I wear a t-shirt with a representation of Arlington West on the front. At 7:30 AM every Sunday, Veterans for Peace in the area of Los Angeles bring white crosses, stars of David, and crescents, down to Santa Monica beach as a poignant reminder of those troops killed in Iraq. The crosses, stars, and crescents are arrayed respectfully in lines as hauntingly straight as those here in our own Arlington Cemetery.
When a few months ago I had the privilege of helping my veteran colleagues set up Arlington West, there were 1,600 crosses, stars, crescents, and it took three hours to set them in place. We are fast approaching 1,900; I don’t know how long it takes to emplace them now. When the veterans of Arlington West heard of Cindy Sheehan’s courageous witness in Crawford, they packed up 800 and drove all night to ensure that a large slice of Arlington West could be emplaced in newly created Arlington Crawford at Camp Casey.
That’s creative, no?
Here we already have "Arlington East" to honor the dead. But what about the thousands and thousands of wounded? Can we be imaginative enough to discern visually creative ways to witness to and honor our wounded? And what about all the Iraqi civilians "collateral damage," in military parlance who, absent the war, would be alive today? The number of civilian dead was put as high as 100,000 a year ago. Our government does not consider Iraqi casualties worth counting. Is this a way of saying that, in our country’s view, Iraqis don’t count? Have we become so callous as to ignore, and thus acquiesce in that?
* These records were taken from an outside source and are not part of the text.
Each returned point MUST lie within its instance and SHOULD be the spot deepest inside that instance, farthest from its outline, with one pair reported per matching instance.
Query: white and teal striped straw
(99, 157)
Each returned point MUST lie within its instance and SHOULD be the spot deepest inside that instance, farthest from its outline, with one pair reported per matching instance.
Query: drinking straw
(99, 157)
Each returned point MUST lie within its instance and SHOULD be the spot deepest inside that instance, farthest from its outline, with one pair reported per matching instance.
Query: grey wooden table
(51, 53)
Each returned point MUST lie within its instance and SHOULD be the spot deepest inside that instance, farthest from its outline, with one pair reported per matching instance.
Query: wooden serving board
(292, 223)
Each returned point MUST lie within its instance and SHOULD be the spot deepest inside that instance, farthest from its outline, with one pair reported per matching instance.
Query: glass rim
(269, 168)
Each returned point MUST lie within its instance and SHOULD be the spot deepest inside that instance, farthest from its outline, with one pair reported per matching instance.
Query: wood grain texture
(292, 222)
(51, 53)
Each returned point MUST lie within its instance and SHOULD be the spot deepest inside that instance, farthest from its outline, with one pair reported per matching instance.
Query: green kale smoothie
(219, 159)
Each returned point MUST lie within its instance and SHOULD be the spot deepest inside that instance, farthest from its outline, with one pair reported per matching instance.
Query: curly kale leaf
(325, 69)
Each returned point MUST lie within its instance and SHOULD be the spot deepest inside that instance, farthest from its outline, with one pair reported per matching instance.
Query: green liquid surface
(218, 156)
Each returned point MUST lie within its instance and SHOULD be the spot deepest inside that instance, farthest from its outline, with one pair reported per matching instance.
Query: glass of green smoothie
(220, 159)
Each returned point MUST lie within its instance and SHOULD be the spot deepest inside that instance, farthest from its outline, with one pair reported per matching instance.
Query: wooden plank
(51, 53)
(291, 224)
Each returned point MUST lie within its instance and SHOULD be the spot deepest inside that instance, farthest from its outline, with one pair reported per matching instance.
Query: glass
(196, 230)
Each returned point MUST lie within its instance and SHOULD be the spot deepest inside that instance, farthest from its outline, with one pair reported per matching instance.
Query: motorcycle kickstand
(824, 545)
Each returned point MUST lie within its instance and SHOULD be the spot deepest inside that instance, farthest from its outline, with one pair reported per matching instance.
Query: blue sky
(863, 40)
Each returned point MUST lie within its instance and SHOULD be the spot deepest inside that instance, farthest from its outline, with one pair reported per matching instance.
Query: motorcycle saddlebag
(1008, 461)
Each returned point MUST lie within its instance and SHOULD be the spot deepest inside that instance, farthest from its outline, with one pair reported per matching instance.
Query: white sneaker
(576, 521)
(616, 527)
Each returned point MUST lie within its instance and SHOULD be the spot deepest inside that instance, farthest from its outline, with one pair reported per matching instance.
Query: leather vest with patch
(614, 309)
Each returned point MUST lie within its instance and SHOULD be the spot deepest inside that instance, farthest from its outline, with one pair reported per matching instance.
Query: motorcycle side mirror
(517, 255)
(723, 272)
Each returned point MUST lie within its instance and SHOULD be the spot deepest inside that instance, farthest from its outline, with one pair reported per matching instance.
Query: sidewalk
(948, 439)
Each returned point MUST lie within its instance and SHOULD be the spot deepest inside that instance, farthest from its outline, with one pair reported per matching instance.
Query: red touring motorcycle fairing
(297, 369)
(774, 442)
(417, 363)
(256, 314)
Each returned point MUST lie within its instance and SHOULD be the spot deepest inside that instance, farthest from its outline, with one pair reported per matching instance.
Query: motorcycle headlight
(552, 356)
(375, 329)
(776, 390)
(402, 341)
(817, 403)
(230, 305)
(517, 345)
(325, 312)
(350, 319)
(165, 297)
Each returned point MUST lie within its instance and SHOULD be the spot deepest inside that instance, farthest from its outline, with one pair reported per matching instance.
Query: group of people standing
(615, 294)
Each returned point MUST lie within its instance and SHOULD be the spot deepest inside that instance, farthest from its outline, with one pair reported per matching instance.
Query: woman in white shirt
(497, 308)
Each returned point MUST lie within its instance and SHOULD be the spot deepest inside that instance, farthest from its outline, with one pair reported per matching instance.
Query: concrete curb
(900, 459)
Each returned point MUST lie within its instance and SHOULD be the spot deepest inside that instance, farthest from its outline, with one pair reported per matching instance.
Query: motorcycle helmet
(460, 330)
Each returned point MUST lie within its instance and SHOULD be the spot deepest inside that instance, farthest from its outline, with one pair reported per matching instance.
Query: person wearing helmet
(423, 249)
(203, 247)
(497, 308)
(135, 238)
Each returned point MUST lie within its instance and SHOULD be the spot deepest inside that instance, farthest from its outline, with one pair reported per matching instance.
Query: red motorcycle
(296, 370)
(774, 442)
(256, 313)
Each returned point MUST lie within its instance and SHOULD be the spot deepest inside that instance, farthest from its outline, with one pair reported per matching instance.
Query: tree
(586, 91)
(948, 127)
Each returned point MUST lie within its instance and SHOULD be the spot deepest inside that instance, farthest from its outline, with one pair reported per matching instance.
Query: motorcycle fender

These are some spontaneous thoughts…the only suggestions that occur to me this evening regarding things we might consider doing to walk the talk. No doubt, you will have more imaginative, more creative ideas. Don’t wait. Remember: there is such a thing as being too late.
The fire ants were not the only pests in Crawford. There were a few unfriendly folks who kept telling us to go to hell. That brought to mind the dictum of the 18th century English statesman and philosopher Edmund Burke: "The hottest places in hell are reserved for those who, in times of crisis, remain neutral."
Let’s not oblige the pests; I understand that hell is even hotter than Crawford.